I thought it would be a nice idea to learn more about these little creatures, but then I entered a world of confusion. There are apparently lesser waterboatmen which do not bite, but which do not swim upside down. This is obviously not true of my friends (not sure about the biting though), these therefore looked as though they may be ‘backswimmers’ – never heard of them, but they are apparently all over the US (unlike myself – that would be a stupid idea). I then trawled around the web a bit more and found a bit more info on the BBC website. This looks as though it is a Greater Waterboatman (or backswimmer); notonecta glauca , they live in ponds and canals, are quite predatory and eat tadpoles (they are out of luck in my pond) and the larvae of diving beetles (these seem to be in shorter supply this year, I may now know the reason why). They are also known to bite, their saliva is toxic and they are not related to the lesser waterboatman. I am not sure how I feel about these now, I am a little concerned about my diving beetles and tadpoles to be.
A wander around the garden today (making the most of the sunshine) produced a few surprises and some quick photo opportunities.
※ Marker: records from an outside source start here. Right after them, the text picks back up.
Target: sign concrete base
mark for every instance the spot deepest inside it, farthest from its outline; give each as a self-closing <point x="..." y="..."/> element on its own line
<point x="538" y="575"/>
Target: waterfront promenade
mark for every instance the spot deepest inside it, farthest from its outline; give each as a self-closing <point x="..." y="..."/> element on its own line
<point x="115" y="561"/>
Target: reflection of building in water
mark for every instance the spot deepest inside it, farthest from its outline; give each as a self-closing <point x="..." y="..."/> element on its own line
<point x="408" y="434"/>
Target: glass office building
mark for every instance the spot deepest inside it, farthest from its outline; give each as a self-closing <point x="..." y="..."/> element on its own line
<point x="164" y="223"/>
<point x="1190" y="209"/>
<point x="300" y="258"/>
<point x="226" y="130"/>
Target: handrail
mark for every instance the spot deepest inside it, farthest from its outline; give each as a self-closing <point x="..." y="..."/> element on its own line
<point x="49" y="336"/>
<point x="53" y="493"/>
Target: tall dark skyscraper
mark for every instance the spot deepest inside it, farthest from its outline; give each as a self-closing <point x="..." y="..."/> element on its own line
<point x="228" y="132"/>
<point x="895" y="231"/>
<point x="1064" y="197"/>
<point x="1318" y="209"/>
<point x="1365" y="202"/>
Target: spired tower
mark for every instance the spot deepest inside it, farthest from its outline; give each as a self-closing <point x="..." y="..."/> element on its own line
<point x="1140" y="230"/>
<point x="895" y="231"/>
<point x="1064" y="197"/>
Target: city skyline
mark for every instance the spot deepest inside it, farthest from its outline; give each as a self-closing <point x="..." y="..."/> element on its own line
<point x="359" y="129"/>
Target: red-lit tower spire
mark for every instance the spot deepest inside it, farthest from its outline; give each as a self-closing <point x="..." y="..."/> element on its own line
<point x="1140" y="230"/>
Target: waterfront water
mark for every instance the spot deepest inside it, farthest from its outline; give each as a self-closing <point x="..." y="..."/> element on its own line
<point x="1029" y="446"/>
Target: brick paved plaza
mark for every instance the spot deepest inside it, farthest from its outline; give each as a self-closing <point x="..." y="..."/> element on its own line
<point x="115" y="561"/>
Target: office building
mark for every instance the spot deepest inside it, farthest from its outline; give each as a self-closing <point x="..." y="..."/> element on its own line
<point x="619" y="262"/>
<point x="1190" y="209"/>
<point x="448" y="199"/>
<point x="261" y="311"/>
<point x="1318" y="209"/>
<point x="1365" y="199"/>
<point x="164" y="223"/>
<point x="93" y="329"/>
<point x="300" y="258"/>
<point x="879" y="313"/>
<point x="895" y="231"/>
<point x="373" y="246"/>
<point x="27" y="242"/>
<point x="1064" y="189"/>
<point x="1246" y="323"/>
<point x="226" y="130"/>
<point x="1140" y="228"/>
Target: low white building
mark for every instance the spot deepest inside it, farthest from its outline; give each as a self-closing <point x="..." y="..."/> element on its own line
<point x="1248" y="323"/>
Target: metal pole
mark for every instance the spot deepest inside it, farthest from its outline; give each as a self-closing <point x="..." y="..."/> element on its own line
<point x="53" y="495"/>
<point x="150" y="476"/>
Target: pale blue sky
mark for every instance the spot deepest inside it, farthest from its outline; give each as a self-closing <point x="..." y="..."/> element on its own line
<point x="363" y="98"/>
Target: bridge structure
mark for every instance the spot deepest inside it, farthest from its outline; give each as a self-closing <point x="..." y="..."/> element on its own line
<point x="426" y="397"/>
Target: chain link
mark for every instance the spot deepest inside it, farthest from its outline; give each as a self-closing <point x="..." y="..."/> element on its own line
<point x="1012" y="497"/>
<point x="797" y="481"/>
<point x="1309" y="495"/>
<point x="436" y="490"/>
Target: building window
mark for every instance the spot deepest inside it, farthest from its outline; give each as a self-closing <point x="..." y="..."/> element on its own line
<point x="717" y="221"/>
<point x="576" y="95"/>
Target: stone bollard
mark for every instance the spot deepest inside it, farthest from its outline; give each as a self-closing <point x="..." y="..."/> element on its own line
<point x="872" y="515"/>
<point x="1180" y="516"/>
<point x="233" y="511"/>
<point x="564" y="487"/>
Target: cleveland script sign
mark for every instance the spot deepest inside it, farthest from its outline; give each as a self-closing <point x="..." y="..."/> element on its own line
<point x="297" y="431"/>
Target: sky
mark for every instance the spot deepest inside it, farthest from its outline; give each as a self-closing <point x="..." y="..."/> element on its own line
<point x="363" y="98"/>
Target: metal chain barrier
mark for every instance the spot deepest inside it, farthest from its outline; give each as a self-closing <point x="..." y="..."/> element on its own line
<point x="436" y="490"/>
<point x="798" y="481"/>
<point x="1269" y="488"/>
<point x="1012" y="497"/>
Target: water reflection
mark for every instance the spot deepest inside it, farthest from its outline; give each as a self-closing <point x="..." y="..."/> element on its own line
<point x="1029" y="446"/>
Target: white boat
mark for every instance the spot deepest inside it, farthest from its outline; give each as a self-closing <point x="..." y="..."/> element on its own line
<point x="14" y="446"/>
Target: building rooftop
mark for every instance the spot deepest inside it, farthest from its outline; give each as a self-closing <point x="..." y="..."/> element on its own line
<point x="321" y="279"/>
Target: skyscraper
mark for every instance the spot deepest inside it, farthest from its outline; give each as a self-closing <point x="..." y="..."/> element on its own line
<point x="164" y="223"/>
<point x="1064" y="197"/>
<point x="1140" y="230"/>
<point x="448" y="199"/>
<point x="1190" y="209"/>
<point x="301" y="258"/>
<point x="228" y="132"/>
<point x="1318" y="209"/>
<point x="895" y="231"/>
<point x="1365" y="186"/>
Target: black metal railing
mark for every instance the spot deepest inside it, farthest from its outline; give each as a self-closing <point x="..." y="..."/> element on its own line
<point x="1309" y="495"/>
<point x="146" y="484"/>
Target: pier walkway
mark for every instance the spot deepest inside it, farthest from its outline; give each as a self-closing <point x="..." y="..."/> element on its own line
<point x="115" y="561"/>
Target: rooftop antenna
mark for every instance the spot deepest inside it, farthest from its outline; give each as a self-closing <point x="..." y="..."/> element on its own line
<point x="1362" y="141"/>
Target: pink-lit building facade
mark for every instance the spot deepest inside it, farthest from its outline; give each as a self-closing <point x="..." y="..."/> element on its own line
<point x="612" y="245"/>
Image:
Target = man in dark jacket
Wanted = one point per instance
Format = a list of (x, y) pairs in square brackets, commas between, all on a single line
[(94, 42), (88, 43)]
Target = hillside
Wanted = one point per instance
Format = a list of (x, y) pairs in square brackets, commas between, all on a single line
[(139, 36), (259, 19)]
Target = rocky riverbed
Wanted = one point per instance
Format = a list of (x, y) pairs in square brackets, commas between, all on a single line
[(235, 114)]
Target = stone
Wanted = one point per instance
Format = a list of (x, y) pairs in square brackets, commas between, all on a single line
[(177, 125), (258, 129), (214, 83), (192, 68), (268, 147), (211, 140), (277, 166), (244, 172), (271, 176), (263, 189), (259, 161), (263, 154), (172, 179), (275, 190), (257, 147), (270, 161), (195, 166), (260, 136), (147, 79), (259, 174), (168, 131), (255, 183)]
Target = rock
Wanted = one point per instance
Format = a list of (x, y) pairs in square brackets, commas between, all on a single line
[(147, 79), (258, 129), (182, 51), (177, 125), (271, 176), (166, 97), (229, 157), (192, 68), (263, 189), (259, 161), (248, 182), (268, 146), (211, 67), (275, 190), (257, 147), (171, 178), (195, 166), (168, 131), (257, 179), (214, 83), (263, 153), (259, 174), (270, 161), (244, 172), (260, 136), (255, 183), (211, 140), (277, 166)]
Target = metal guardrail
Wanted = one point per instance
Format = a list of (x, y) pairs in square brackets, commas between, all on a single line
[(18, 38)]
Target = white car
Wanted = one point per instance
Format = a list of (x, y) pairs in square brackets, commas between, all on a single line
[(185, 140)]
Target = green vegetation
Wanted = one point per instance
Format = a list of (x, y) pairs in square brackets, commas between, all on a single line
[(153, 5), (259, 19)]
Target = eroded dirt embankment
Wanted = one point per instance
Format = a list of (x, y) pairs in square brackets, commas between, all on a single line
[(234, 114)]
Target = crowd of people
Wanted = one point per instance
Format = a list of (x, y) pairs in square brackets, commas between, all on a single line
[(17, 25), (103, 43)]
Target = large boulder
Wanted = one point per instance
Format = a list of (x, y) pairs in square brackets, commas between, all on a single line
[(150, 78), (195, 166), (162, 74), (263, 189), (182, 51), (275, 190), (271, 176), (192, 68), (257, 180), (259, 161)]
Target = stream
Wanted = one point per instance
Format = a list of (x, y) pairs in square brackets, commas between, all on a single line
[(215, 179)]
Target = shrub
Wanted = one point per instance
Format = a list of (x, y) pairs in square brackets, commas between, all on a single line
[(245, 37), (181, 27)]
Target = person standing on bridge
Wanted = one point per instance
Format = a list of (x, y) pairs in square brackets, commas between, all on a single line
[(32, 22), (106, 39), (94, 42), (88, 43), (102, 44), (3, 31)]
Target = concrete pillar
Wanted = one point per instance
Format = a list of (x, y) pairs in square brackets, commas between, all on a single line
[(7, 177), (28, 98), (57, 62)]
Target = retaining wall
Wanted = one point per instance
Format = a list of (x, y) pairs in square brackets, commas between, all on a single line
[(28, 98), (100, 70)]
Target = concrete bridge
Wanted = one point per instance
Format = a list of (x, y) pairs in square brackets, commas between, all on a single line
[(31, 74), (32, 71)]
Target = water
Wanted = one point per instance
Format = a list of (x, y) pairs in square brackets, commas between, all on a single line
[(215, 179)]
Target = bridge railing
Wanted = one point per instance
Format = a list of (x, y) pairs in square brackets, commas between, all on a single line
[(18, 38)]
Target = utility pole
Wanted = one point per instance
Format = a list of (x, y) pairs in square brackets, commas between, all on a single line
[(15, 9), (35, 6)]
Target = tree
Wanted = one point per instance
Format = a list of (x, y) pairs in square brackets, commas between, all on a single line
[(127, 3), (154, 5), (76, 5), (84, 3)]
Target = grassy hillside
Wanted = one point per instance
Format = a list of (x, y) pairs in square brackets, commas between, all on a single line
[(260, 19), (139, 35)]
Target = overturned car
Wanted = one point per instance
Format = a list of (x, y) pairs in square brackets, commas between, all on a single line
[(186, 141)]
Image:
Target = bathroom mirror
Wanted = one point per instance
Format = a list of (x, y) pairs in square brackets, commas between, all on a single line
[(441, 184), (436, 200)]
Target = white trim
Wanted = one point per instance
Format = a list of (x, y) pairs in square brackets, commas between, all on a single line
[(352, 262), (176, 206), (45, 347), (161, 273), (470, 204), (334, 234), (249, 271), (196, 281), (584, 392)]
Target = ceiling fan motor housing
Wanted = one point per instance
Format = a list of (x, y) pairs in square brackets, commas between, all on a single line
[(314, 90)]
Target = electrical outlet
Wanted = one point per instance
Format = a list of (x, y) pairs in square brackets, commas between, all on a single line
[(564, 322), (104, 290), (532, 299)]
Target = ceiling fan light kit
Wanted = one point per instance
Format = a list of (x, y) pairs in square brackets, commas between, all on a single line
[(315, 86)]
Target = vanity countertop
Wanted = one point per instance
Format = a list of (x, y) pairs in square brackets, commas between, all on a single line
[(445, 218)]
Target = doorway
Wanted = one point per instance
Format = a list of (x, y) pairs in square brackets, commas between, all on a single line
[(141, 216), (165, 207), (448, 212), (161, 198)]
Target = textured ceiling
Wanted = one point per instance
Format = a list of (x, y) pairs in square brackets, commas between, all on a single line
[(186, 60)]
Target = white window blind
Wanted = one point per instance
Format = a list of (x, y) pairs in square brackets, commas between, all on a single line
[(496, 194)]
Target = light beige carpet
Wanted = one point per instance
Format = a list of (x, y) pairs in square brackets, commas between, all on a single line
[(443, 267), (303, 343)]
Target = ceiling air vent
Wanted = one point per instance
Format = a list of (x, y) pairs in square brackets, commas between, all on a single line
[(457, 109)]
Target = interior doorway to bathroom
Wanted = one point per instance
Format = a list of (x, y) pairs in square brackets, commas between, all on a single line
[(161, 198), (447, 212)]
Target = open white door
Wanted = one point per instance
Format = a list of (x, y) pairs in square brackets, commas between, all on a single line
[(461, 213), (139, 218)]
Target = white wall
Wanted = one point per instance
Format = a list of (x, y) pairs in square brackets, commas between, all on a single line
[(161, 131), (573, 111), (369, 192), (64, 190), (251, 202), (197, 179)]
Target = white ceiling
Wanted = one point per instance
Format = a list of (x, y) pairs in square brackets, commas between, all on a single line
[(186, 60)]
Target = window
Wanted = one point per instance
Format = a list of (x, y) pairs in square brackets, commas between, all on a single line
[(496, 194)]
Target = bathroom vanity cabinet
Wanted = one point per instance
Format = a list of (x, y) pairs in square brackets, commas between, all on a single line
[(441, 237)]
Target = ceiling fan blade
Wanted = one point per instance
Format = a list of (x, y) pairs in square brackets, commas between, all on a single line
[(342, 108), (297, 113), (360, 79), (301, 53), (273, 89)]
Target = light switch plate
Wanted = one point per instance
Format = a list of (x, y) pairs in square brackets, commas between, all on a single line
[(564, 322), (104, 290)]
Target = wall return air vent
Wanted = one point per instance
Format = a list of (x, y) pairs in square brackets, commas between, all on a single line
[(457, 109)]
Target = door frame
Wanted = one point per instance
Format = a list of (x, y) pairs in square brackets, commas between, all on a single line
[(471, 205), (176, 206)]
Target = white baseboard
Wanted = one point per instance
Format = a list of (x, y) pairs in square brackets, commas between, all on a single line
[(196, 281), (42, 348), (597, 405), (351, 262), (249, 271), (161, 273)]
The first of these was the emergence of a common darter (I think) from the pond. I disturbed one of them, but I think that this one needed a little more time to dry its wings so I grabbed a quick shot. This was the first I had seen this year.
The nymph stays in the pond for up to a couple of years, and then crawls out to emerge as the predatory adult. The common darter changes colour to more of a brick red as it suns itself.
Less than two weeks ago I was delighted to discover frogspawn in our recently redeveloped pond. I did some research on the internet and discovered it would be about a month before the tadpoles emerged but was a little disheartened to read that the spawn rises to the surface of the pond so that it is warmed by the sun. Mine didn’t do that – and it needs all the help it can get in the north-facing garden – this is not a pond to hang around in, lazing about – well not in Winter / Spring / Autumn. What is the lazy frogspawn doing I wondered. But the worst was yet to come – following all the wind and rain I looked in the pond and discovered it had gone deeper (although not much deeper because the pond is less than 2 feet deep). But, this morning there seemed to be some ice on the surface of the pond, and snow is forecast for the weekend (although I don’t remember the last time the weather forecast was right). I went to have a look this evening and the situation looks dire. Not only is the spawn at the bottom of the pond, it looks sickly and cloudy. I fear the worst for my would-be frogs, it looks as though another year will go by without any tadpoles and froglets.
I have anxiously been listening out for the sounds of Spring – the birds are singing, the expected flowers are starting to show up in various places and it is therefore with some anticipation that I have been listening out every morning for the sounds of frogs singing in the pond.
Other people had seen frog spawn in their ponds weeks ago, I was beginning to wonder if it was the fact that I had a north facing garden or whether we had upset the frogs by renovating their home last Summer. We spotted our first frogs last week, and this morning we saw frogspawn. See the photoevidence – please accept my apologies for the poor quality.
Now the worry starts – we have had the pond for a few years now, but apart from some tadpoles from some imported spawn we have not had any tadpoles yet. The frost has usually killed it all off in the past, but we are hoping that the fact that we have deepened the pond and the spawn is near the bottom may give them a chance this year. Fingers crossed!